In considerazione della crisi alimentare crescente degli ultimi anni, nel 2021 l’Organizzazione ha istituito una Task Force per rispondere alle crisi legate alla fame in corso e agire sulla prevenzione. La Task Force ha allocato un supporto aggiuntivo a 13 Paesi, considerati prioritari per le condizioni critiche di fame, l’esaurimento dei mezzi di sussistenza, il consumo insufficiente di cibo e gli alti livelli di malnutrizione acuta.
Per avere risultati efficaci, è necessario un impegno sinergico di tutte le realtà coinvolte. Save the Children chiede, quindi, al Governo italiano e alle istituzioni internazionali rilevanti di ottimizzare l’uso delle analisi per anticipare e prevenire le conseguenze negative delle crisi complesse.

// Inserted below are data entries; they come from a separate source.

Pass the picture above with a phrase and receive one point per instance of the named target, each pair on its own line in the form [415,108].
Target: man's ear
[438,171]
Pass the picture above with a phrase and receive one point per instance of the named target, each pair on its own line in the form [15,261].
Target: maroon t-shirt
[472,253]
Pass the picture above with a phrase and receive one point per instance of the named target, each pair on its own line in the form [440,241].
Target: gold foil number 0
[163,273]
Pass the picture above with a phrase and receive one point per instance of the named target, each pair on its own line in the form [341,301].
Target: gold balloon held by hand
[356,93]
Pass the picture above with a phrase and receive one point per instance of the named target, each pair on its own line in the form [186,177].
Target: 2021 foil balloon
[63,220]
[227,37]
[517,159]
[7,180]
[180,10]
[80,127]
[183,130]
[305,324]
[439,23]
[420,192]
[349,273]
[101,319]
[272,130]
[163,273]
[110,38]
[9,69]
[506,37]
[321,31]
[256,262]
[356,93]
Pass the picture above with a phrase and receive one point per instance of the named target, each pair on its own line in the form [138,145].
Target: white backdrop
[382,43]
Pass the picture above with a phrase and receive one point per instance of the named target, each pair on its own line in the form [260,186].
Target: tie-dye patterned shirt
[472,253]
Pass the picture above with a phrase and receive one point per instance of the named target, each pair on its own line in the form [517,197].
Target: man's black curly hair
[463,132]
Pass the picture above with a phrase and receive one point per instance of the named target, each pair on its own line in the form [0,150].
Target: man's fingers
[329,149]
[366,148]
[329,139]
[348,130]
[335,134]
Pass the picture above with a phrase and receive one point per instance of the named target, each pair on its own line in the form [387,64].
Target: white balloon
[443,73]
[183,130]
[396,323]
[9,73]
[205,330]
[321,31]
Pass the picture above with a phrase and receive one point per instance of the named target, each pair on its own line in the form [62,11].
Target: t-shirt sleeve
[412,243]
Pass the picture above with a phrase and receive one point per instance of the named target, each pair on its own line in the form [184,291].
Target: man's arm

Invita, inoltre, il Governo italiano ad aumentare in modo progressivo le risorse per il sostegno dei Paesi partner della cooperazione internazionale, così da raggiungere l’obiettivo dello 0,7% del PIL entro il 2030, con un obiettivo intermedio dello 0,5% entro il 2027; promuovere finanziamenti coerenti e integrati per il clima, lo sviluppo e gli aiuti umanitari per far fronte ai bisogni immediati e a quelli preventivabili; assicurare fondi addizionali e flessibili per sostenere servizi di risposta alle emergenze.